Today is the birthday of the great American heroic painter John Trumbull (1756-1843). I am distantly related to this artist; we both count the Pilgrims John and Priscilla Alden among our ancestors. Trumbull was from Lebanon, Connecticut, not far from where I grew up.

That Trumbull should come to be one of the premier memorializers of the American Revolution is not surprising, given that he and his family played crucial roles in the events. His father Jonathan, Sr. was Governor of Connecticut and a major supporter of Washington. His brother, Jonathan Jr. would also be Governor, and was a secretary to Washington. His other brother Joseph was a delegate to the Continental Congress and served as a major in the Continental Army. A nephew, also named Joseph (son of Jonathan, Jr.) was also Governor of the state.

John Trumbull himself was an officer in the Continental Army and an aide to General Washington. But after a dispute about his rank he resigned in 1780, and — this blows my mind — went to study painting with Benjamin West in London! This was still the height of the Revolutionary War. That such a thing would be possible is quite an eye opener. But, if you think of it, Great Britain did not recognize America’s Declaration of Independence as legitimate. From their point of view, citizens of the colonies were still British subjects, and so such things would be permitted. From our point of view, it seems borderline traitorous…but it seems to me Trumbull redeemed himself with his art many times over. And, at any rate, the British jailed him in the wake of John Andre’s hanging anyway.
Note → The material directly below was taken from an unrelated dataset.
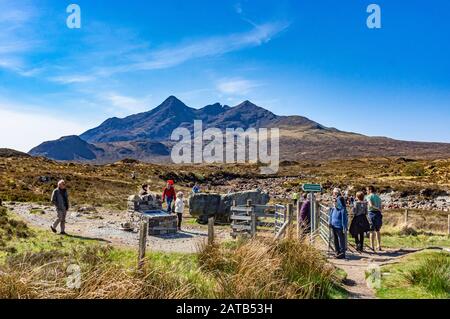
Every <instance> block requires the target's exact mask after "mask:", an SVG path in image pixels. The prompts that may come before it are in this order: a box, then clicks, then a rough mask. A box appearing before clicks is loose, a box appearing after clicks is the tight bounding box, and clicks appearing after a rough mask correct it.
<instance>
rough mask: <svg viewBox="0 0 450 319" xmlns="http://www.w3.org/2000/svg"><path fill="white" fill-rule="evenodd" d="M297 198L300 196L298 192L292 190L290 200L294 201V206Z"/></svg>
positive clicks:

After the war, Trumbull returned to study with West, and then went to Paris, where Thomas Jefferson was minister. It was there that he began The Declaration of Independence, which depicts the presentation of the draft of the Declaration by the Committee of Five to the the rest of the Continental Congress . Later, on commission from Congress, he finished the painting. Many of the figures in the portrait were men he already knew and had painted; he researched the others, and spent time in Independence Hall for the architectural elements. (Those whose likenesses Trumbull could not obtain, he left out).. The painting, along with several others by Trumbull depicting events of the Revolution, were hung in the U.S. Capitol, where they remain to this day. It was also used as the image on the back of the short-lived two dollar bill.

Not to trivialize it, by the painting strikes me as the Revolutionary equivalent of the Sgt. Pepper cover — it’s fun to I.D. all the players. As it happens, I am related to many of them as well, and that will be the subject of another post in, oh, just about a month.